Let $B_t$, $t\ge0$ be a standard Brownian motion and suppose $0<x_1<x_2<\cdots<x_n<1$. Then the conditional expectation $$ \mathbb E\left(\int_0^1 B_t\,dt \,\middle\vert\, B_0, B_{x_1},B_{x_2},\ldots,B_{x_n},B_1 \right) $$ is just the trapezoidal-rule approximation to the integral. Since expected values minimize mean squared errors, it follows that for every integrable function $g$, $$ \mathbb E\left(\left(\int_0^1 B_t\,dt - E\left(\int_0^1 B_t\,dt \,\middle\vert\, B_0, B_{x_1},B_{x_2},\ldots,B_{x_n},B_1 \right) \right)^2\right) \le \mathbb E\left(\left( \int_0^1 B_t \, dt - g(B_0, B_{x_1},B_{x_2},\ldots,B_{x_n},B_1) \right)^2\right). $$
A theorem I have seen attributed to Persi Diaconis (but is that correct?) says Simpson's rule is not admissible in the decision-theoretic sense. That means that for every convex function $L$ that we could put in place of the squaring function above, there is some measurable function $g$ such that for every probability distribution on functions $C_t$ on $[0,1]$, $$ \mathbb E\left(L\left(\int_0^1 C_t\,dt - g(C_0,C_{x_1},C_{x_2},\ldots,C_1)\right)\right) \le \mathbb E\left(L\left(\int_0^1 C_t\,dt - \operatorname{Simpson}(C_0, C_{x_1},C_{x_2},\ldots,C_{x_n},C_1)\right)\right), $$ and for at least one probability distribution the inequality is strict.

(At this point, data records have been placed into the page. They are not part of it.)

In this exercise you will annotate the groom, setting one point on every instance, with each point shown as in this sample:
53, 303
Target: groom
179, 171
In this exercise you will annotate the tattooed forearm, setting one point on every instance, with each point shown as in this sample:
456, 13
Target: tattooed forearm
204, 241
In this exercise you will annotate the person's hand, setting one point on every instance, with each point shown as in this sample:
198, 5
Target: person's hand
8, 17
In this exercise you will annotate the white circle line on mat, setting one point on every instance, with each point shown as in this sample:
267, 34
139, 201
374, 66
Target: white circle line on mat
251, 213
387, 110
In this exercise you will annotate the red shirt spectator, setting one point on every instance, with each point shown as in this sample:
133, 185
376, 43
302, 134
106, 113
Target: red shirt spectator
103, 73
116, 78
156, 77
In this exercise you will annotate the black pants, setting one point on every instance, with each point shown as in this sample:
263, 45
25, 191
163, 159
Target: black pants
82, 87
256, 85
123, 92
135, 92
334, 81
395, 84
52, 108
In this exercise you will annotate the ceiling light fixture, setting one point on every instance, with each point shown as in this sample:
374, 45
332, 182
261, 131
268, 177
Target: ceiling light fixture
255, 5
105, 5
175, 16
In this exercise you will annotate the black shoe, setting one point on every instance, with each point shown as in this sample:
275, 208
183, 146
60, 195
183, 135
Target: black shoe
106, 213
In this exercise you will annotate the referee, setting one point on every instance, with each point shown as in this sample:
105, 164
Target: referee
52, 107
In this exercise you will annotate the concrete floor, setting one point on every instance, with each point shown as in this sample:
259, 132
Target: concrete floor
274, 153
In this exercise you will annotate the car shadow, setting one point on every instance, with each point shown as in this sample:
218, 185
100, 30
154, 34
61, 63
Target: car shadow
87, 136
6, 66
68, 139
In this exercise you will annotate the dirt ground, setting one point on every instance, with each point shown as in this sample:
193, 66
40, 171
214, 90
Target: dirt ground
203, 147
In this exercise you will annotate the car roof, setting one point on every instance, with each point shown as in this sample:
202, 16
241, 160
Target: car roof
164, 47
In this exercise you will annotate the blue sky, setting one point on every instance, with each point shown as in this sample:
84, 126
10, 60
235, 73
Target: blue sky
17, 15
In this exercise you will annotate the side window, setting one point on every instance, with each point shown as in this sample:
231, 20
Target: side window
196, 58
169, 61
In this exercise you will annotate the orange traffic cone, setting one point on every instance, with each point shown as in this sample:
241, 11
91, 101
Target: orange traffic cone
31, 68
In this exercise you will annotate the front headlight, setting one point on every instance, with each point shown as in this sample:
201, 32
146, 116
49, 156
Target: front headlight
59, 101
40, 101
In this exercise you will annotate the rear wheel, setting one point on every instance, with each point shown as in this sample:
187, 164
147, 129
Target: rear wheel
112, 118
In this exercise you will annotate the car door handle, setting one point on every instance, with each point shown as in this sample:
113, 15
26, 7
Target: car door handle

Usually when Simpson's rule is applied, one is not thinking of probability at all. Does this result have any practical implications for numerical analysis in situations where no probabilities are mentioned? A Bayesian view that says all uncertainties can be expressed by probabilities would seem to imply that it does.